Representatives from the PVK met on Friday with the VB, the industry-wide pension fund association, and the OPF, the association for company funds, to discuss details of a letter it is sending every Dutch fund at the beginning of next week explaining the change in policy.
The PVK is not disclosing precise details about the letter’s contents only that it specifies surpluses held by funds need are to be increased. The three groups had what the PVK calls a “constructive meeting” and they are to make technical adjustments over the weekend.
Contents of the letter will be published once it has been distributed to pension funds on Monday or Tuesday. Under present legislation, funds need to be 100% covered and require an additional surplus depending on the percentage held in equities. Existing requirements are expected to be tightened up.
Explaining the decision to act, Loek van Daalen, a spokesman at PVK, says “the coverage percentage has gone down due to falling stock exchanges and due to a reduction in premiums.” According to the PVK, 300 or a third of all the Dutch pension funds are now, in their opinion, insufficiently financed.

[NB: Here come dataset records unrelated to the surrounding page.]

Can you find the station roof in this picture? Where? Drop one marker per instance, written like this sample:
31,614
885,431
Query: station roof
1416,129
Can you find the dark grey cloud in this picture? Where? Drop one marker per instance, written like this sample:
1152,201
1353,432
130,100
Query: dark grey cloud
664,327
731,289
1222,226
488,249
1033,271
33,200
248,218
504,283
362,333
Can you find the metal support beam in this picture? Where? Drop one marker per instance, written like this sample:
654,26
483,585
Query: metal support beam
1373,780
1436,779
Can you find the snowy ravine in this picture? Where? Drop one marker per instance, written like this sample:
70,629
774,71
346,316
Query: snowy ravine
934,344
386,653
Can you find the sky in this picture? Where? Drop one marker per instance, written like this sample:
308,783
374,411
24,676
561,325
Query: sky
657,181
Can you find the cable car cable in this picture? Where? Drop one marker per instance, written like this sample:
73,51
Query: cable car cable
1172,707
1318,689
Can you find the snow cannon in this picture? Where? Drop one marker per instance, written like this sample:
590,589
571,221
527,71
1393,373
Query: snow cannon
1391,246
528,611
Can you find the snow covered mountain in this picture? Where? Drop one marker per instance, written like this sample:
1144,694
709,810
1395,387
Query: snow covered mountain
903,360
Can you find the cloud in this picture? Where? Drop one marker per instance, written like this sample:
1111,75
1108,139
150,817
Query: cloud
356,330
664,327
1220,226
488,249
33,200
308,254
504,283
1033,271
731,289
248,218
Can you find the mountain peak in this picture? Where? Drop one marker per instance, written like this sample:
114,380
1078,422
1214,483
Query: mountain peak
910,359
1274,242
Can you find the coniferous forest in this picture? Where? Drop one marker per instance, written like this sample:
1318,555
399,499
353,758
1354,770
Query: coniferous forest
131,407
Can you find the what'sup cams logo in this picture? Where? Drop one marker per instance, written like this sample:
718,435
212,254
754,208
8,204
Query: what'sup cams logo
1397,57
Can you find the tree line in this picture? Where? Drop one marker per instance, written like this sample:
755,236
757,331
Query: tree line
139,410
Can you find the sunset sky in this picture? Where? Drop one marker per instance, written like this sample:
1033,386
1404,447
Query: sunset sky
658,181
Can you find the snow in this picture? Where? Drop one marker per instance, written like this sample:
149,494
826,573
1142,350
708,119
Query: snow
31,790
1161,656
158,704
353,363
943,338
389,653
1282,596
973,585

Panicked press reports in the Netherlands have speculated that the regulator is about to force funds to sell their equities. Says Roos Kuip, communications co-ordinator at the VB: “ we don’t think that the panic in the Dutch press has any grounding. After all, what is happening to pension funds is happening to every financial institution.”
Figures released earlier this year by the WM company show Dutch pension funds turned in an average return of –2.8% in 2001. Individually the funds reported yields ranging from –8.6% to 4.5% with many of the country’s larger schemes at the lower end of the spectrum.
In the past five years, Dutch funds have yielded an average 8.6% and 10.1% in the last decade. Since 1991, equities yielded an average 13.7% per annum, way above the 2001 figure of –14.7%.
Earlier this year the VB announced it is to ask industry wide funds to supply details of their contribution levels, the indexation policy of their benefits and the extent of any surplus or deficit.
Figures will be published next March or April along with Z scores and the performance figures produced in conjunction with the WM Company. At the time of the announcement a spokeswoman at the VB says it has received an increasing number of enquiries about levels of contributions and the indexation of benefits.